Yes - I do the build in my build image and then copy all the node_modules into my run image - both are based on alpine images.

My best guess is that there is a runtime library required by serialport that is not present in the run image. This seems suspicious given that you said it builds fine on your local workstation. Can you try pulling the latest versions of the base images you’re using from the registry to verify that they’re the same?

Thanks,
James.

My concern is that when it builds on my local workstation it uses local node bindings to map the serialport javascript code with the appropriate C code instead of the ones for the pi. Is that possible?

I’ve been building using the push model and it’s fine, except I would like to use build arguments which the push model doesn’t support.

Hi

balena build does indeed cross-compile, if provided with the --emulated flag, for example when building for the pi on an amd64 machine

Can you please double check you’re adding the --emulated flag to balena build? eg: balena build -a <app> --emulated

Regards

federico

Sorry about late response. Using the --emulated flags seems to not make any difference. I still get the same binding errors.

Hi @0xff,

So given you’re copying the node_modules directory in completeness, I’ve a suspicion that this comes down to the way balena push deals with the build and that maybe you’ve got a node-gyp built binding in the node_modules directory that’s for the wrong architecture.

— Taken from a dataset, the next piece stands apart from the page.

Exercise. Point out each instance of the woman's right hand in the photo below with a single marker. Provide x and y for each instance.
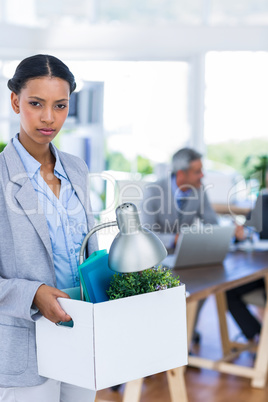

Is there a node_modules/build directory in your node_modules directory? When you originally created the directory, did you just carry out an npm install from the relevant source directory with package.json in it from your development machine or is it populated as part of the initial Dockerfile (it would be useful to see relevant portions of your Dockerfile here)? If the latter, then it should work as long as you’re not switching between base image architectures (for example npm installing using a 64bit Arm image and then copying them into a 32bit Arm image).

Best regards,

Heds

Here’s the entire Dockefile.template:

FROM balenalib/%%BALENA_MACHINE_NAME%%-alpine-python:3.6-build as build

WORKDIR /usr/src/app

COPY /lib/requirements3.txt /lib/requirements3.txt
RUN pip3 install -r /lib/requirements3.txt

RUN apk upgrade --no-cache \
  && apk add --no-cache nodejs npm

# Install the node tools
COPY package.json package.json
RUN npm install && npm cache clean --force && rm -rf /tmp/*

# Install
FROM balenalib/%%BALENA_MACHINE_NAME%%-alpine-python:3.6-run
WORKDIR /usr/src/app

ENV UDEV=1
ENV DBUS_SYSTEM_BUS_ADDRESS=unix:path=/host/run/dbus/system_bus_socket
ENV INITSYSTEM=off

RUN apk upgrade --no-cache \
  && apk add --no-cache  nodejs npm iputils modemmanager networkmanager curl

COPY --from=build /usr/local/lib/python3.6/site-packages /usr/local/lib/python3.6/site-packages
COPY --from=build /usr/src/app/node_modules node_modules

COPY . ./
RUN cp bashRC.txt /root/.bashrc
RUN /bin/mkdir -p /data/config/ /data/logs && touch /data/config/ssid.txt
RUN chmod 700 connectCheck.sh

CMD ["/bin/bash","-c",". cmd.sh"]

Have you tried this with a single-stage build instead?

We started with single-stage builds but the image is excessively large. We cut the size to 1/3 by using the build base image to build the various modules and the run base for the actual image.